Hi !
Is there a function to convert a string to hexadecimal with french characters (éèàùç...) ?
For example :
String ("L'ÉTÉ")
become:
messagebyte[5] = {0x4c, 0x27, 0xc9, 0x54, 0xc9}
Thanks (I'm new !
)
Hi !
Is there a function to convert a string to hexadecimal with french characters (éèàùç...) ?
For example :
String ("L'ÉTÉ")
become:
messagebyte[5] = {0x4c, 0x27, 0xc9, 0x54, 0xc9}
Thanks (I'm new !
)
there was some talk here.
@ben1234ben you posted in the wrong section. Please read the description of where you posted. It says it is NOT for your project, and you post is about your project. Please be more careful where you post in future.

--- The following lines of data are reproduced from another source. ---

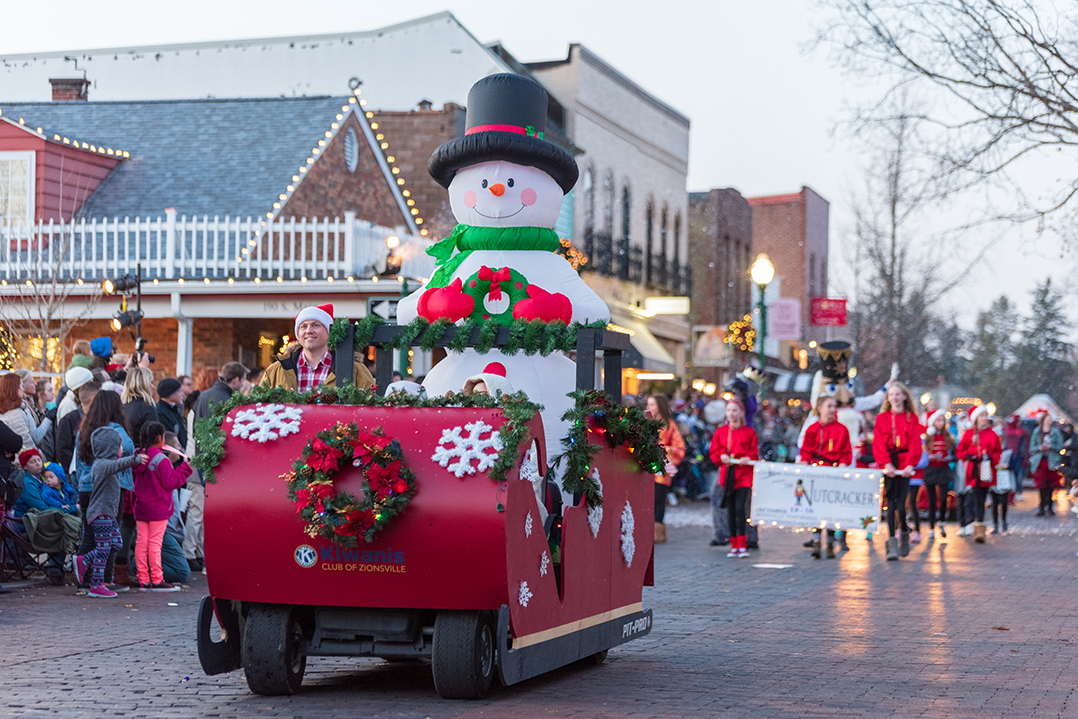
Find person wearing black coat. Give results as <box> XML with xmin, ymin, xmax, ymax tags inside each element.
<box><xmin>0</xmin><ymin>421</ymin><xmax>23</xmax><ymax>594</ymax></box>
<box><xmin>156</xmin><ymin>377</ymin><xmax>188</xmax><ymax>447</ymax></box>
<box><xmin>121</xmin><ymin>367</ymin><xmax>158</xmax><ymax>447</ymax></box>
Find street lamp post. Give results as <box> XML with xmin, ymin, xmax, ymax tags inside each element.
<box><xmin>749</xmin><ymin>252</ymin><xmax>775</xmax><ymax>400</ymax></box>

I have moved your thread to a better place.
Suite du sujet Convert String to hex :
Hi @Grumpy_Mike ! and Sorry for my mistake... ![]()

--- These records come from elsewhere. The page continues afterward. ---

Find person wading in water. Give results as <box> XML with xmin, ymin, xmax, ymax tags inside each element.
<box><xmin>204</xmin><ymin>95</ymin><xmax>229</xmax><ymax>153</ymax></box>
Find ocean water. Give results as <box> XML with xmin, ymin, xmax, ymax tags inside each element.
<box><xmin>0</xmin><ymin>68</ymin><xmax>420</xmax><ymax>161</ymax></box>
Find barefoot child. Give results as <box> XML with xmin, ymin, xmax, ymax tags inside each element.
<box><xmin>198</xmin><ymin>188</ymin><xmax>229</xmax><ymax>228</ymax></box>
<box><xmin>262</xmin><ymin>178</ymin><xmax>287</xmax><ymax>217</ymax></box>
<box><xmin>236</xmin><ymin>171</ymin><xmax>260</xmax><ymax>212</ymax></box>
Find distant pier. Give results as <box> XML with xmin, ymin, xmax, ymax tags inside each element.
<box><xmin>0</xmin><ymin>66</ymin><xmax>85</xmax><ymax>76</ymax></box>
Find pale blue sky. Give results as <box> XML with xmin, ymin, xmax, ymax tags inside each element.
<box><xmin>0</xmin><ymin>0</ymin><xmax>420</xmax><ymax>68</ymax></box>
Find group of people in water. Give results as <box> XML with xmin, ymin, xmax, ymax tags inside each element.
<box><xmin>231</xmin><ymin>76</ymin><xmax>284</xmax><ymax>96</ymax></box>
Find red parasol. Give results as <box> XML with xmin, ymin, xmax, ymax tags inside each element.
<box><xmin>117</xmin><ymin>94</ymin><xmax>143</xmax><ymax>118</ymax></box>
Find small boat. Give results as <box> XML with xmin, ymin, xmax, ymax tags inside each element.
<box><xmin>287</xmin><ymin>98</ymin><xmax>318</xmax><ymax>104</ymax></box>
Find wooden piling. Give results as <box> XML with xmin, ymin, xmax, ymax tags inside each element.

the IDE supports UTF8 so by defaults the bytes in your string are already encoding l'été in the right format - using multibyte where necessary.
Hi @J-M-L and thanks !
OK, but I want to send this string to a Nextion TFT but it only knows ASCII.
Nextion does not understand : Serial.print(String("L'ÉTÉ"));
but undesrstand : byte message[5] = {0x4c, 0x27, 0xc9, 0x54, 0xc9};
Serial.write(message, 5);
this is an example showing all the bytes
void setup() {
Serial.begin(115200); Serial.println();
String message = "C'est l'été àçèéûô";
Serial.print("String Length : "); Serial.println(message.length());
for (byte i = 0; i < message.length(); i++) {
Serial.print(F("0x")); Serial.print((byte) message.charAt(i), HEX);
if (isAscii(message.charAt(i))) {
Serial.print(F("\t-> ")); Serial.write(message.charAt(i));
}
Serial.println();
}
}
void loop() {}
it will print
String Length : 26
0x43 -> C
0x27 -> '
0x65 -> e
0x73 -> s
0x74 -> t
0x20 ->
0x6C -> l
0x27 -> '
0xC3
0xA9
0x74 -> t
0xC3
0xA9
0x20 ->
0xC3
0xA0
0xC3
0xA7
0xC3
0xA8
0xC3
0xA9
0xC3
0xBB
0xC3
0xB4
so you can see that characters that are known to ASCII like "C'est" at the beginning are really just one byte, but the the 'é' is a 2 byte character in UTF8 0xC3A9
the 't' of été is just ASCII so will be just one byte so "été" is encoded as
0xC3
0xA9
0x74 -> t
0xC3
0xA9
if you want to "clean up" UTF8 to just go to ASCII, it's quite a task if you need to support all the UTF8 characters.
if you want to support only a subset so that you could replace 'é', 'è' or 'ê' with 'e' and other common characters with a diacritical mark then you need to write a parser that will understand how to decode UTF8 (it's not complicated) and then find which multibyte UTF8 code you are looking at and provide its replacement in ASCII.
0x4c is 'L' in ASCII
0x27 is ''' in ASCII
0x54 is 'T' in ASCII
you would need to know what's the encoding rule for 0xc9 to be 'É'. ==> what character table are they using? (it's likely Roman Extended ASCII or ISO Latin 1)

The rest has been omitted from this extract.